Luego, en 1820, Bolívar acuerda con Pablo Morillo, en el mismo lugar donde años atrás se había proclamado la Guerra a Muerte, un tratado para regularizar la guerra, en el que ésta se haría como lo hacen los pueblos civilizados, respetando el Derecho de gentes para que se canjearan los prisioneros de guerra, y en el que, además, España se veía obligada a reconocer la existencia de Colombia.47 Y es curioso porque para aquel tiempo, en el que ya casi no existía la particularidad de la guerra civil, el Libertador le recordaba a sus comisionados: «Propongan UUS. que todos los prisioneros sean canjeables inclusive los espías, conspiradores y desafectos; porque en las guerras civiles es donde el Derecho de gentes debe ser más estricto y vigoroso a pesar de las prácticas bárbaras de las naciones antiguas».48
En ese tratado se extiende, por primera vez en la historia del Derecho, la beligerancia aun a los espías.
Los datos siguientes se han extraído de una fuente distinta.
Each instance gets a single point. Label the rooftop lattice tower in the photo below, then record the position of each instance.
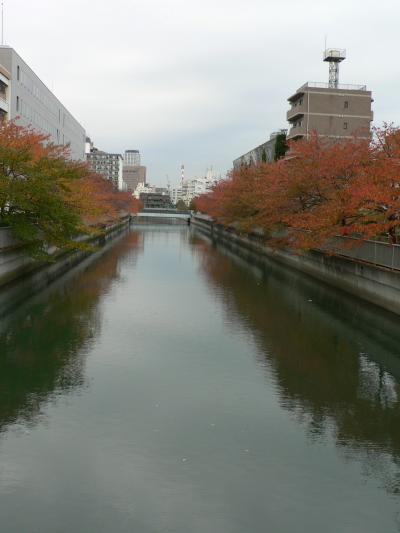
(334, 56)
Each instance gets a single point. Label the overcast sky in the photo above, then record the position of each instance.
(199, 82)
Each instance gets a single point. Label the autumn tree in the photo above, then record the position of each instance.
(321, 189)
(46, 198)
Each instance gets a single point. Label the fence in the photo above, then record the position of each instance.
(378, 253)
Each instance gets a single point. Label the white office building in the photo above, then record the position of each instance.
(26, 99)
(132, 158)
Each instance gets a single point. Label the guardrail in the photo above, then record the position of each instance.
(377, 253)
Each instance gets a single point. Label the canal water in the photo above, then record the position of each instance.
(172, 387)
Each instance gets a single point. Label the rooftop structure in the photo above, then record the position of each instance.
(26, 99)
(132, 158)
(332, 109)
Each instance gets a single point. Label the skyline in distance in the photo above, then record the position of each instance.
(197, 84)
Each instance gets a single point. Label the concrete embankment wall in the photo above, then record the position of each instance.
(20, 275)
(377, 285)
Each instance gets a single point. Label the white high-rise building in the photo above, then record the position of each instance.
(26, 99)
(194, 187)
(132, 158)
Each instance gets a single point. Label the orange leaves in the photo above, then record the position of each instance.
(98, 202)
(321, 189)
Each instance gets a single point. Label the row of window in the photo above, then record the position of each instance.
(29, 84)
(300, 102)
(48, 103)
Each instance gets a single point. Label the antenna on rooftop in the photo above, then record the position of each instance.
(334, 56)
(2, 23)
(182, 174)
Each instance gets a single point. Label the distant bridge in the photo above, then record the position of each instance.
(161, 215)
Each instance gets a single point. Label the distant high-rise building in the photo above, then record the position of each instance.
(133, 175)
(330, 109)
(108, 165)
(132, 158)
(26, 99)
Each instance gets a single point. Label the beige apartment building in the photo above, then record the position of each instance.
(330, 109)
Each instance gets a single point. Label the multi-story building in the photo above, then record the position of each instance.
(31, 103)
(5, 78)
(264, 153)
(192, 188)
(108, 165)
(132, 158)
(330, 109)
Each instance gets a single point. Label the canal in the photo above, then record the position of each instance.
(170, 387)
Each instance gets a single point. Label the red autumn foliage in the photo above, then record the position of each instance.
(99, 203)
(320, 190)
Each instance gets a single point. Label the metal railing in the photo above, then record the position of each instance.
(377, 253)
(341, 86)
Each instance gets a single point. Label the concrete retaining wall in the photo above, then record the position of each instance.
(378, 285)
(14, 263)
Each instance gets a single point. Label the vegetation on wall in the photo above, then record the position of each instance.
(320, 190)
(47, 199)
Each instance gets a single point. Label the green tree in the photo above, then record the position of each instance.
(264, 156)
(34, 190)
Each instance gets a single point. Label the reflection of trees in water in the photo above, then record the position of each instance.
(321, 374)
(43, 346)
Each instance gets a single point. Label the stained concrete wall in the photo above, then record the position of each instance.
(15, 263)
(377, 285)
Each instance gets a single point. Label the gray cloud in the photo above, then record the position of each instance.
(198, 82)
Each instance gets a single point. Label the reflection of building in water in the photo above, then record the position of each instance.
(310, 336)
(44, 343)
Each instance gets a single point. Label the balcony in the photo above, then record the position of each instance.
(340, 87)
(4, 106)
(296, 112)
(297, 132)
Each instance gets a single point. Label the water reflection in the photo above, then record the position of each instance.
(43, 344)
(334, 360)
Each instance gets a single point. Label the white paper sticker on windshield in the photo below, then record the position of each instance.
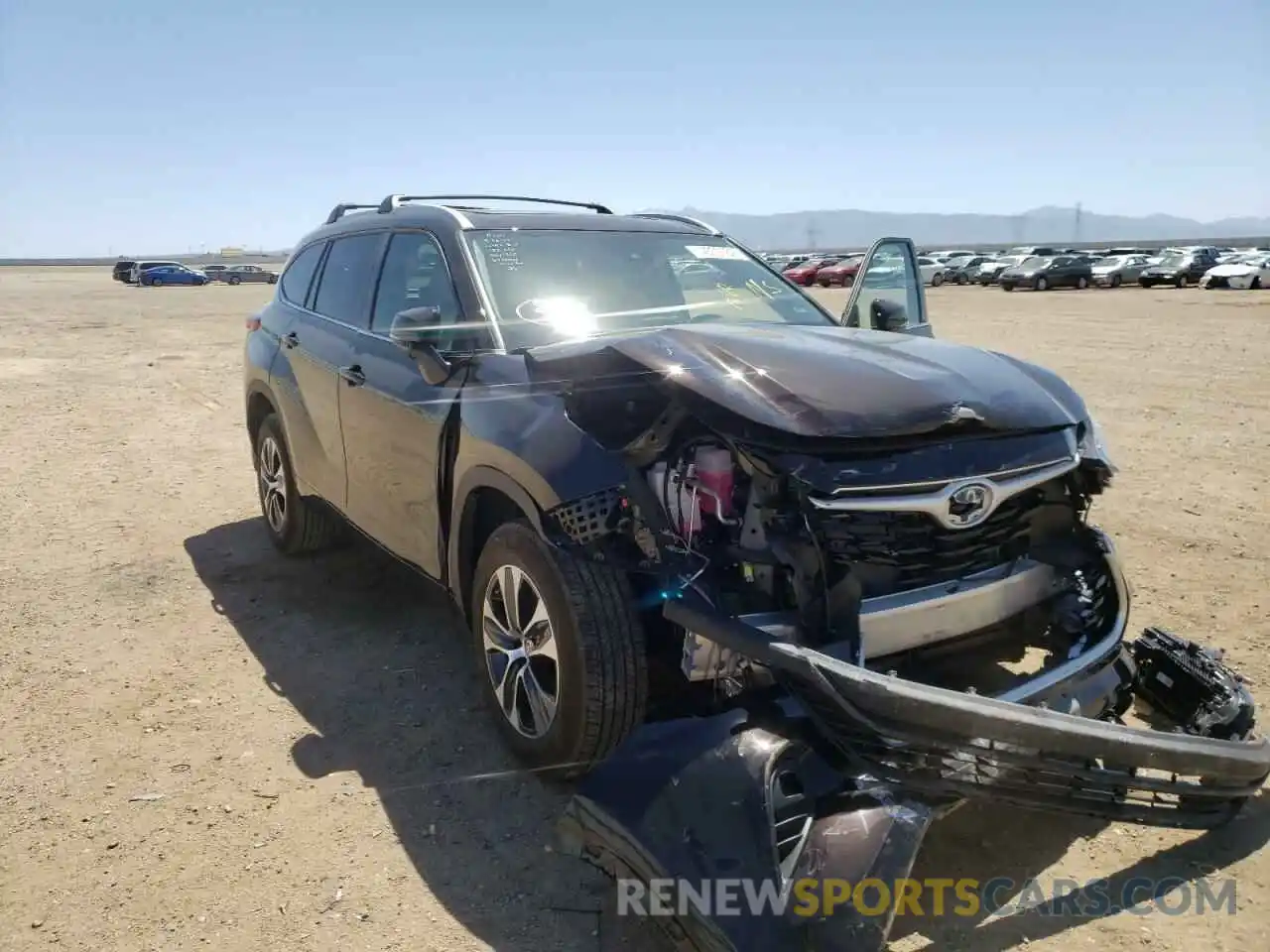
(721, 253)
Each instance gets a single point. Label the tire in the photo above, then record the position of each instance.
(302, 526)
(599, 676)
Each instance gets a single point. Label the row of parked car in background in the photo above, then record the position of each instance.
(158, 273)
(1040, 268)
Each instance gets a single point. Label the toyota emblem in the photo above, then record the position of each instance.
(969, 506)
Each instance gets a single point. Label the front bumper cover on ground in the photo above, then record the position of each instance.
(874, 760)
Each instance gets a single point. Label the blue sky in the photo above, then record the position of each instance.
(144, 127)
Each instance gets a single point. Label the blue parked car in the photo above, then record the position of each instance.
(172, 275)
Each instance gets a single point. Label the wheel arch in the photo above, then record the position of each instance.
(259, 404)
(484, 499)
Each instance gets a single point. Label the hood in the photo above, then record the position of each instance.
(821, 382)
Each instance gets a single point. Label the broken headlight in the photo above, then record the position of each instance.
(1093, 447)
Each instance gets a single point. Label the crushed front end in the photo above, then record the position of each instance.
(920, 615)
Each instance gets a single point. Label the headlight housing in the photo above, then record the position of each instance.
(1093, 447)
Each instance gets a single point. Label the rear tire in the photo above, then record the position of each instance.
(296, 526)
(598, 692)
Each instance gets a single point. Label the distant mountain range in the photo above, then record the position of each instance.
(851, 227)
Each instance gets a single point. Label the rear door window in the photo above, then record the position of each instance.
(300, 275)
(348, 277)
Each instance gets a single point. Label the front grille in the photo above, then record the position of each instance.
(897, 551)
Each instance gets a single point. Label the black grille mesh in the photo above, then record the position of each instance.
(898, 551)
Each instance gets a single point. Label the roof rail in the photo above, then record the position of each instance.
(338, 211)
(393, 202)
(684, 218)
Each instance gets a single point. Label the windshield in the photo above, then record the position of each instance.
(550, 286)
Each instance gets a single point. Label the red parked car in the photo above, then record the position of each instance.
(842, 273)
(806, 273)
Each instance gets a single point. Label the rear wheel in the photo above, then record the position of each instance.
(296, 526)
(561, 652)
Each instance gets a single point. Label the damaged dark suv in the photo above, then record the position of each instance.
(659, 498)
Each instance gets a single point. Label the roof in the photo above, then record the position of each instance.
(462, 212)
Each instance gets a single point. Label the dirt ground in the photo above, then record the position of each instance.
(203, 746)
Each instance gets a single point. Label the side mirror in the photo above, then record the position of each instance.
(414, 331)
(889, 315)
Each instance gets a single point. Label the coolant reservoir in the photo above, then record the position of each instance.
(683, 504)
(714, 470)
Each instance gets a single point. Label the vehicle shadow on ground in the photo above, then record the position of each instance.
(375, 658)
(984, 842)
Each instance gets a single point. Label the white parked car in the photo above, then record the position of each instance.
(1251, 273)
(933, 271)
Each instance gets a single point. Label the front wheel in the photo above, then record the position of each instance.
(561, 652)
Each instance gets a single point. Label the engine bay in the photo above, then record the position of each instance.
(834, 543)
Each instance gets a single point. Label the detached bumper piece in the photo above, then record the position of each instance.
(931, 742)
(742, 803)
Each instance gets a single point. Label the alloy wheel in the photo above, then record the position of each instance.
(273, 484)
(521, 653)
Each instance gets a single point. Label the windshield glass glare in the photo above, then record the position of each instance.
(554, 285)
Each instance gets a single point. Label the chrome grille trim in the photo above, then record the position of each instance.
(937, 504)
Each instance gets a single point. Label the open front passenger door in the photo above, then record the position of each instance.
(888, 293)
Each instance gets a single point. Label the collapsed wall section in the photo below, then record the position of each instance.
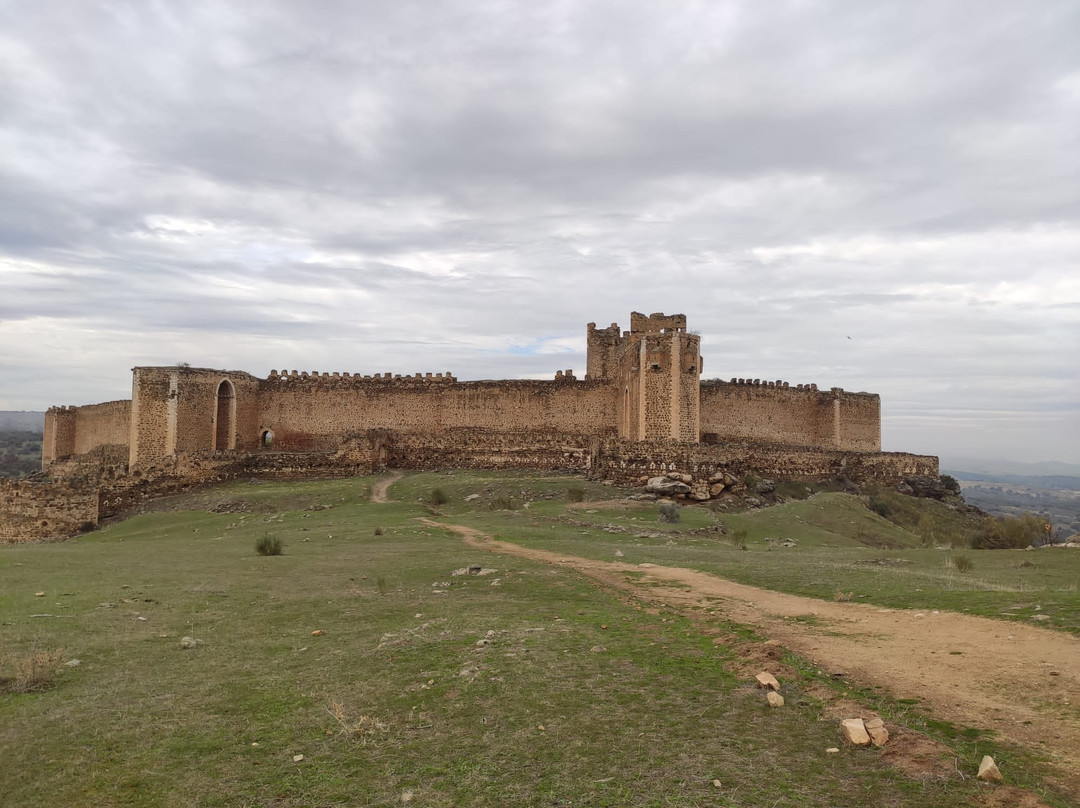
(183, 409)
(80, 430)
(32, 511)
(626, 462)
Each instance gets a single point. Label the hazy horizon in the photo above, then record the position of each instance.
(876, 197)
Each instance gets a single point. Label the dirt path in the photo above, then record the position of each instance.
(379, 487)
(1021, 681)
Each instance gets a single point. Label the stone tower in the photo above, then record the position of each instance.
(657, 368)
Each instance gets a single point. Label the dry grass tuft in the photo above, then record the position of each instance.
(31, 673)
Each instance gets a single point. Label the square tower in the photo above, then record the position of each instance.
(657, 367)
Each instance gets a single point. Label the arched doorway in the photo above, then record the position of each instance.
(225, 432)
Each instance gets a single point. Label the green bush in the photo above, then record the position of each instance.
(1007, 533)
(268, 544)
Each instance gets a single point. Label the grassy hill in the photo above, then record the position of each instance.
(19, 453)
(401, 683)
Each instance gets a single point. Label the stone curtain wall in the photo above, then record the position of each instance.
(32, 511)
(775, 412)
(625, 462)
(476, 448)
(309, 412)
(80, 430)
(861, 421)
(102, 425)
(175, 409)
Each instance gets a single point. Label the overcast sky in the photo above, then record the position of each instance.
(875, 196)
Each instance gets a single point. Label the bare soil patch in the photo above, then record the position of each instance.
(1020, 681)
(379, 487)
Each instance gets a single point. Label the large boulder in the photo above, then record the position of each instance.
(854, 731)
(665, 486)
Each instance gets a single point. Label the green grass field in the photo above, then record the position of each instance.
(429, 688)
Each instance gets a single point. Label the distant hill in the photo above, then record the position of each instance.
(998, 466)
(22, 420)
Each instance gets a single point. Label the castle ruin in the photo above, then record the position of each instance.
(642, 408)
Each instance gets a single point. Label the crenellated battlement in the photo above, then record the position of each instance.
(293, 377)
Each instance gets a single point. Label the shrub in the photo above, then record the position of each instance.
(1010, 533)
(669, 512)
(32, 673)
(268, 544)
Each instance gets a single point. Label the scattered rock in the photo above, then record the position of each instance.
(854, 731)
(988, 770)
(875, 728)
(767, 679)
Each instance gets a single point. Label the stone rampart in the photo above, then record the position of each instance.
(478, 448)
(626, 461)
(801, 415)
(311, 413)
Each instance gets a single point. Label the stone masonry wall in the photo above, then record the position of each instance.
(476, 448)
(32, 510)
(175, 409)
(802, 415)
(102, 425)
(625, 462)
(306, 412)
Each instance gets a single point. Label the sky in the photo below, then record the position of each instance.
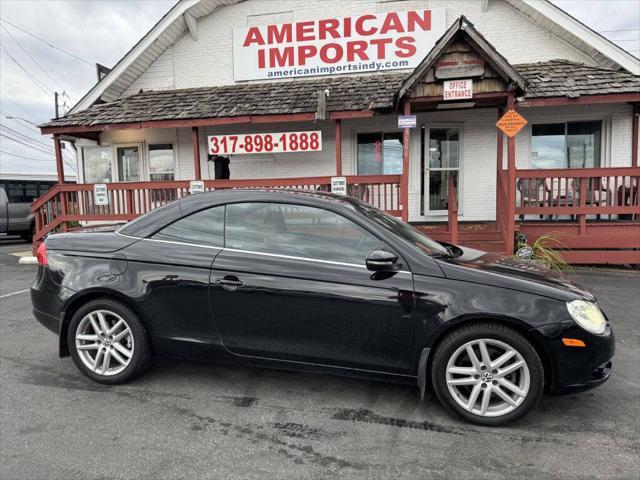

Incluso los espías, según el tratado, debían ser considerados como prisioneros de guerra, tratándolos con respeto y consideración. Así culminaba la Guerra a Muerte. Allí en Santa Ana se encontraron dos españoles, unidos como hermanos, por ese vínculo vivificador que nos ligaba a España y a la civilización milenaria recibida de ella, conocido como hispanidad.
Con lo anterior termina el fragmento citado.